Common Core State Standards testing consortium flunks reading
Education Week reports in “Common-Core Group Details Test Accommodations” that one of the two state consortia that are creating the Common Core State Standards tests has decided to allow its reading assessments to be read aloud to students with learning disabilities.
EdWeek says The Partnership for Assessment of Readiness for College and Careers, or PARCC, will allow a read-aloud accommodation for students with learning disabilities who take its reading assessment. Per EdWeek, this “will be a major shift in testing policy for most states in the PARCC consortium.”
And, this isn’t a good shift.
The read-aloud accommodation has been permitted on Kentucky’s reading tests for two decades, and the adverse impacts of this testing policy are no secret in the Bluegrass State. Commenting on an attempt that started in late 2011 to change this policy, David Karem, Chair of the Kentucky Board of Education, said in his 2012 “KENTUCKY BOARD OF EDUCATION FEBRUARY BOARD NOTES” that:
“Currently, high numbers of special education students in Kentucky are allowed readers on the reading test. This accommodation stays with the student throughout his or her school years. Since there is great pressure on schools to produce results on the state accountability test, there is a negative incentive to keep a student with a reader accommodation to increase test scores. The goal of special education is to make students independent readers and not keep them dependent on having an adult reader throughout their schooling. By eliminating the reader, there is an incentive to make students independent readers.”

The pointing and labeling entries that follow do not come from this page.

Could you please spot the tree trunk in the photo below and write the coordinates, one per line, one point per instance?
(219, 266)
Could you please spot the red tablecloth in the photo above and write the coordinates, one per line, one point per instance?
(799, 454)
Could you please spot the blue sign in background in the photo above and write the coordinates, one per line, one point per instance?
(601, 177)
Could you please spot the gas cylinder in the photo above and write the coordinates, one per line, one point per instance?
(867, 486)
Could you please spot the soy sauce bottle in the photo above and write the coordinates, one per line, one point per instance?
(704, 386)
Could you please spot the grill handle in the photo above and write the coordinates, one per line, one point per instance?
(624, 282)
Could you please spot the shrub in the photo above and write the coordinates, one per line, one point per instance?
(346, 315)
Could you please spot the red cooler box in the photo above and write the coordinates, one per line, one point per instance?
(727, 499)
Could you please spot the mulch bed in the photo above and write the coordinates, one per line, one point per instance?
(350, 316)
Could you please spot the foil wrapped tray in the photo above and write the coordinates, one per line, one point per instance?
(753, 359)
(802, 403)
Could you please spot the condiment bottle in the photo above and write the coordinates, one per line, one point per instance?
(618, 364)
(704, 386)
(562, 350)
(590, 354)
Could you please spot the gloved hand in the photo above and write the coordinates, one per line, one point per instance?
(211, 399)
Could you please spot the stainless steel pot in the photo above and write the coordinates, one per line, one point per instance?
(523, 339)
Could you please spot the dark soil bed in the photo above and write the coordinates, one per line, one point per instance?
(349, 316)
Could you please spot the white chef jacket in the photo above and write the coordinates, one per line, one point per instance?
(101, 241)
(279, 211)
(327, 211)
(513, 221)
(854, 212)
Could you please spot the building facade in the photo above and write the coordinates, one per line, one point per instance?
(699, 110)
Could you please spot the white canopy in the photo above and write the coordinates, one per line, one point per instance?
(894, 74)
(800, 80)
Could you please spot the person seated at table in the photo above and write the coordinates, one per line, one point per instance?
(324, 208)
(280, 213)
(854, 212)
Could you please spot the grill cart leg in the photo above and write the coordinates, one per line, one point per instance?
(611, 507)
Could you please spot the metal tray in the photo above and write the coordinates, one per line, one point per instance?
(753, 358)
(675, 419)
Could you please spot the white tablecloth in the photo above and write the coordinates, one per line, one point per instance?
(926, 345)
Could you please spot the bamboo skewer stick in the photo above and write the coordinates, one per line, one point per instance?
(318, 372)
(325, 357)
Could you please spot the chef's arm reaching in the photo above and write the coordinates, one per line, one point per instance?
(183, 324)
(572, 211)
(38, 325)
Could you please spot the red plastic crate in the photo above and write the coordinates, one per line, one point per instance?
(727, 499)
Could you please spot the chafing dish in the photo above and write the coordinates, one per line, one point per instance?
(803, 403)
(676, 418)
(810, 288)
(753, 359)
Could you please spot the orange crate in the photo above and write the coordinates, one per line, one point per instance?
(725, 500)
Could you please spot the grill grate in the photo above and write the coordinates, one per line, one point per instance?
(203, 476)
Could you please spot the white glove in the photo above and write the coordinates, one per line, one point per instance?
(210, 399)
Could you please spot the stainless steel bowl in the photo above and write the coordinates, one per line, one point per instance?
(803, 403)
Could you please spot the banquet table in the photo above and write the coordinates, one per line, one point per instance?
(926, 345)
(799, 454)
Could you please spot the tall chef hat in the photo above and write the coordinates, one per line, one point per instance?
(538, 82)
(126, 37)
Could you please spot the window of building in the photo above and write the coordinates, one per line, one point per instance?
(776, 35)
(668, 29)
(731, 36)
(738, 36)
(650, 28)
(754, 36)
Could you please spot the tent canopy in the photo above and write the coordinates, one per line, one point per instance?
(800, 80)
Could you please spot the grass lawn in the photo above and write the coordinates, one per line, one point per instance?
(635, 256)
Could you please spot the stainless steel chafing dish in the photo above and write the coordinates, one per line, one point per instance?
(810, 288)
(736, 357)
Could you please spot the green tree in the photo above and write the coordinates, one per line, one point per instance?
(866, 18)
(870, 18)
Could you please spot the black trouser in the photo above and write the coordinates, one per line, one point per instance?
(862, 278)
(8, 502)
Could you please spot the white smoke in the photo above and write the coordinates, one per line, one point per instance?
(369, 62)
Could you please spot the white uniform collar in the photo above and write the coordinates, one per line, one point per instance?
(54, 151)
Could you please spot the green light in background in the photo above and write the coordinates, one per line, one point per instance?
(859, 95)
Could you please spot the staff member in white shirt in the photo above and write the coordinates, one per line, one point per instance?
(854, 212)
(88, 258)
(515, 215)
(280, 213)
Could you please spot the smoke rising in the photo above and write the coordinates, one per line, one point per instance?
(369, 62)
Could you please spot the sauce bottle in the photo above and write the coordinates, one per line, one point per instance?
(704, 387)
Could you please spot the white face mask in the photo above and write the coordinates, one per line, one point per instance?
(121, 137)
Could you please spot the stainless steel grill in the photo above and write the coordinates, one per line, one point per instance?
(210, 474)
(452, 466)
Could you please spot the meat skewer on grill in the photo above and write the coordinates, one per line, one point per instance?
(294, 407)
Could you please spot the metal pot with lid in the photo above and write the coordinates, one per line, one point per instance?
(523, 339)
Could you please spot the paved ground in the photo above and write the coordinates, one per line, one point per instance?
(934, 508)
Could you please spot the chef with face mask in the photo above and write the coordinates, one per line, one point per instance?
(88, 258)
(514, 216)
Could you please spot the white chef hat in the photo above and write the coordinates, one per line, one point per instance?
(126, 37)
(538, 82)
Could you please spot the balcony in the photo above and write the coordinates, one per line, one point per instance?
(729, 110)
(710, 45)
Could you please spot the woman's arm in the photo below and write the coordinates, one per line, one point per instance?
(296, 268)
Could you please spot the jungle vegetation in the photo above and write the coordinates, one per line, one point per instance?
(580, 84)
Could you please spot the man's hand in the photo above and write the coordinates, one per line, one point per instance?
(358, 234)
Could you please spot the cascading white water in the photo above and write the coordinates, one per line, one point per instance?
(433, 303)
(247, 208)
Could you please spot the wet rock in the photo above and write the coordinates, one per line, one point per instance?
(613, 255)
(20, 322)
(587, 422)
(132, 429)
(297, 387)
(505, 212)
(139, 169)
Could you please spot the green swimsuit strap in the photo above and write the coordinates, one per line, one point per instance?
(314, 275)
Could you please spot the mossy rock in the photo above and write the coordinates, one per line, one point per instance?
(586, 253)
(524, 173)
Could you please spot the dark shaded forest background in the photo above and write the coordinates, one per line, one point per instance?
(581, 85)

Karem additionally mentioned:
“…the National Assessment of Educational Progress (NAEP) does not allow a reader on its reading test. Kentucky students who are allowed a reader on the Kentucky tests must be excluded from the NAEP test. The mismatch between Kentucky’s current reader rule and the NAEP rule means significant numbers of students are excluded from NAEP. Kentucky’s results on the NAEP test are not comparable, and Kentucky is under federal pressure to bring our accommodations in alignment with the national requirements. Forty-one other states do not allow readers on the reading test.”
Ultimately, thanks to the same sorts of special interest pressures that led to the recent PARCC decision on read-aloud, the attempt to change Kentucky’s read-aloud policy failed.
Thus, Kentucky continues to collect absolutely no information about whether the impacted students with learning disabilities are receiving any reading instruction at all. Meanwhile, these students continue through their entire school experience having every state reading test read to them. This bad policy creates inflated scores for individual students who receive read-aloud as well as inflating the entire state’s reading picture on both Kentucky’s own assessments as well as the NAEP.
In the end, if Kentucky finally adopts the PARCC program (that decision has not been made at this time), thanks to restrictive provisions in a Memorandum of Agreement (MOU) signed by Governor Beshear and other state leaders with the PARCC group in June of 2010, the Bluegrass State could forfeit its constitutionally granted ability to change that bad policy in the future.